Lawsuit accuses Arnold Palmer Hospital of boy’s death

Seven years after Spencer Beckstead died in hospital’s care, his father is still seeking justice

At 7 years old, Spencer Beckstead had barely had a chance to live, but here he was at the emergency room at Orlando Regional Medical Center, dying. And somehow, nobody seemed to realize it was happening until it was too late.

He had been admitted to the emergency room on May 29, 2006, with a fever, dehydration and diarrhea, which was not uncommon for Spencer, who had battled serious health issues since he was diagnosed with a massive brain tumor when just a year old. His parents sought treatment for him at St. Jude Children’s Research Hospital in Memphis, Tenn., where he underwent years of treatment before he beat his cancer and was stable enough to move with his family to Orlando in 2004. But brain surgery and years of chemotherapy left him with lingering health issues and disabilities, and he was a frequent visitor to the hospital. “We took him in whenever he had a fever or a temperature spike, and he would be there for about three days,” his father, John Beckstead, says. “Ninety percent of the time we took him in, all he needed was an antibiotic.”

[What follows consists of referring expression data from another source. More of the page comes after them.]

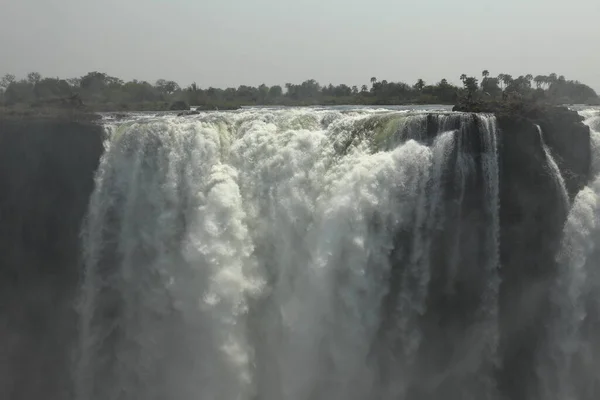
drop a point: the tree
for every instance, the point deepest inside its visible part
(539, 81)
(420, 85)
(34, 77)
(529, 77)
(471, 84)
(7, 80)
(507, 79)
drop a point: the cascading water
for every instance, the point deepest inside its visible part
(555, 171)
(288, 254)
(569, 365)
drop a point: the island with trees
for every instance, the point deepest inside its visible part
(98, 91)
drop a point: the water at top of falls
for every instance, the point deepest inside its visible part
(248, 255)
(555, 171)
(568, 366)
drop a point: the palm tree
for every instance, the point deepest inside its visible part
(420, 85)
(501, 79)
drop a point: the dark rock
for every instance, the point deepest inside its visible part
(532, 216)
(186, 113)
(179, 105)
(46, 177)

Perhaps that’s what he needed this time, as well. But if so, that antibiotic did not come. When Spencer arrived at the emergency room at 8:20 a.m., his heart rate, at 147, was elevated. He had a temperature of more than 101 degrees, and his blood pressure was 69 over 21. Though his vitals were not normal for the average child, according to a court deposition from Dr. Jakub Mieszczak, a resident who cared for him at the emergency room on the day he was admitted, they were considered “not unusual” for Spencer, who had what doctors called a “complex” medical history. So the staff gave him a glucocorticoid steroid to keep his heart rate and blood pressure up. They did not treat him for dehydration because, Mieszczak said, his assessment of Spencer was that he was “not dehydrated.” He ordered cultures to look for sources of potential infection, but they would take 48 hours to return – in the meantime, antibiotics were not offered, Mieszczak said, because of the risk of antibiotic resistance. So Spencer waited while emergency room staff monitored him.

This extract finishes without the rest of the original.